Teleunión
- Type: Free-to-air
- Country: Dominican Republic
- Headquarters: Santiago de los Caballeros

Programming
- Language: Spanish
- Picture format: 1080i HDTV; (downscaled to 480i for the SD feed);

Ownership
- Owner: Grupo Anthony Marte
- Sister channels: Megavision Channel 2.1 All Cibao Region

History
- Launched: December 18, 1992; 33 years ago

Links
- Website: teleuniontvrd.com

Availability

Terrestrial
- Analog UHF: Channels 45 and 53
- Digital VHF/UHF: Channel 12.1 ATSC

= Teleunión =

Television station in Santiago de los Caballeros, Dominican Republic

Teleunión is a Dominican television station licensed to Santiago de los Caballeros. The station started broadcasting on December 18, 1992 and is owned by Grupo CAM and has relay stations across the country.

==History==
Antonio Marte started Teleunión in 1992 on UHF channel 16. In 2009, it became the first Dominican local station to be carried by satellite, using the Satmex-5 satellite for its delivery. This enabled the station to start signing an agreement with the Puerto Rico-Floridian network Mega TV in May 2009, with Venevision International as a mediator. In October 2009, Teleunión's programs were being carried on a subchannel of WSJU-TV, after the main station left Mega TV. The subchannel rebroadcast its key programs (Esta Noche Tu Night, Paparazzi TV Sensacional, María Elvira Live, La Descarga con Alvita etc.) over-the-air in San Juan.

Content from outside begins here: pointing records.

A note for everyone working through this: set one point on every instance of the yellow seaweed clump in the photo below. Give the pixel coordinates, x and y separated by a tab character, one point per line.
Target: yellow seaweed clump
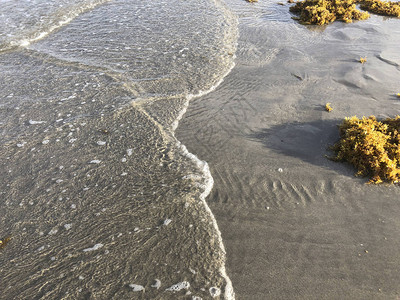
320	12
371	146
386	8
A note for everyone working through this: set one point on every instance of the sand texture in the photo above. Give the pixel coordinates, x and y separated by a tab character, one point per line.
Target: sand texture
295	224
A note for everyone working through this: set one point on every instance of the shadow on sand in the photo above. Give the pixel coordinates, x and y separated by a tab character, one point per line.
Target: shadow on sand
309	142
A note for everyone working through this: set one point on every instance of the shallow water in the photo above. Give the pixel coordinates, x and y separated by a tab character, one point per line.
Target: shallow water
98	196
295	224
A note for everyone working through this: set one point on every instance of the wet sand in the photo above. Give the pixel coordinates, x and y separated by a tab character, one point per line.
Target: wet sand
295	224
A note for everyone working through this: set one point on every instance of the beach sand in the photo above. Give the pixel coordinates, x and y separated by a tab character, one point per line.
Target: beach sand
295	224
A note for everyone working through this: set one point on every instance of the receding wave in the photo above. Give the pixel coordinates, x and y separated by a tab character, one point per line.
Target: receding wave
34	20
90	166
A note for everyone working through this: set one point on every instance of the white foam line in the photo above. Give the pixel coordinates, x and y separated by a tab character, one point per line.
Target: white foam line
209	182
229	293
65	21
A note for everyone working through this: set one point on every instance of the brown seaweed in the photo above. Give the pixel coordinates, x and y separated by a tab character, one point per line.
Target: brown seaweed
371	146
328	107
320	12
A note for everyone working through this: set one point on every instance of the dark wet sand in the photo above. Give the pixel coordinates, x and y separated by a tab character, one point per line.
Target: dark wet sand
295	224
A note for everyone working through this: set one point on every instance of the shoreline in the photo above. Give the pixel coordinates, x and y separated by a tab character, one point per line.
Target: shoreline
296	225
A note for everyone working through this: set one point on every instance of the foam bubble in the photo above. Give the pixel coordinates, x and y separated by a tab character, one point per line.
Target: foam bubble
179	286
32	122
95	161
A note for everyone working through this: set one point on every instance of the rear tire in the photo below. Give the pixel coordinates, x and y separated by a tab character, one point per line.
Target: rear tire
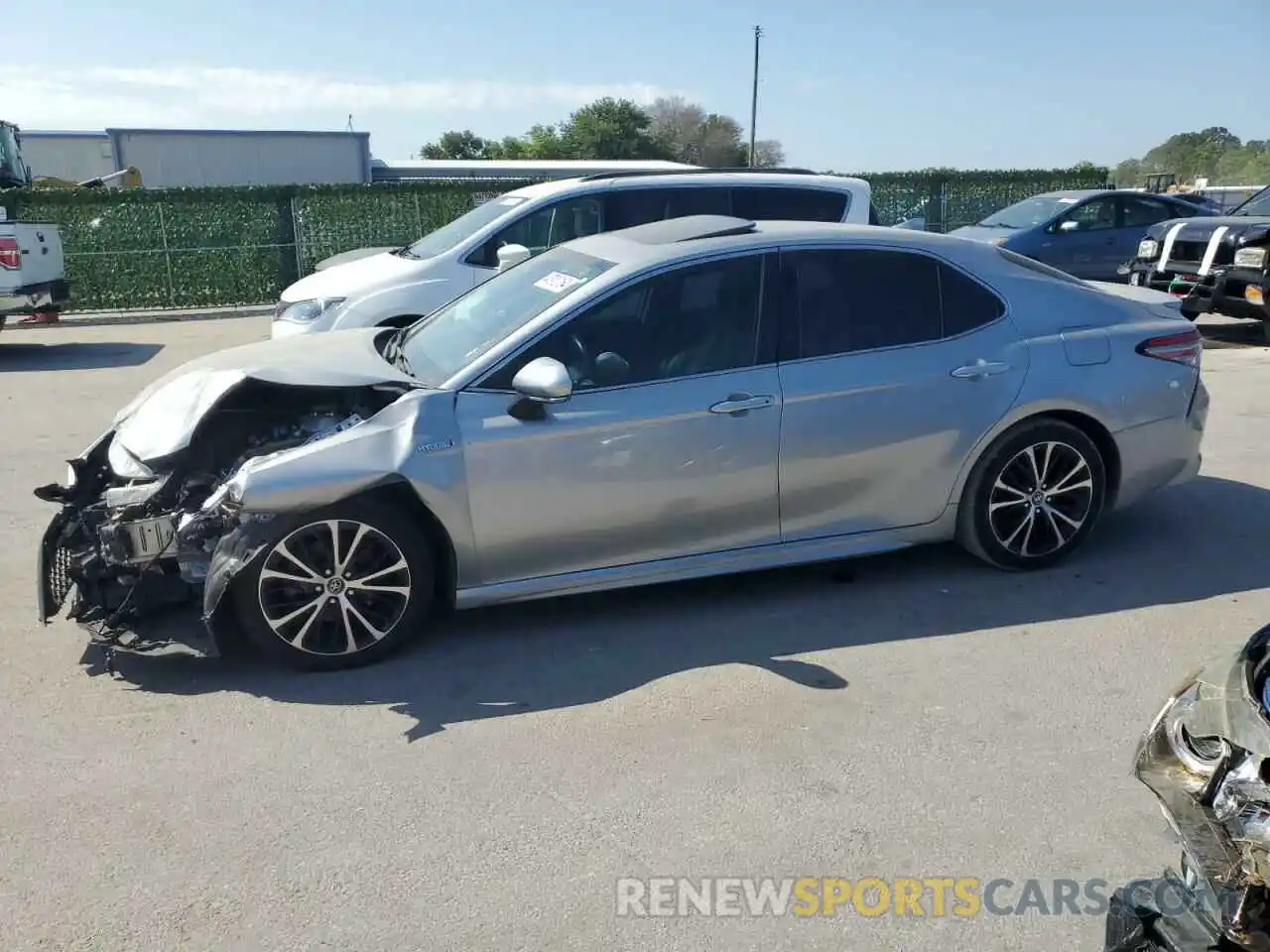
1033	497
338	588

In 2017, the station became the new carrier of Detrás de la Noticia, after a scandal between presenter Esteban Rosario and UHF outlet Nexxo led to its removal.

In March 2022, the station announced that it, alongside sister CAM network Megavisión and radio station Clave FM, won the rights to the 42nd edition of Baloncesto Superior de Santiago.

On November 20, 2024, Teleunión moved to channel 12, as part of its digitization efforts.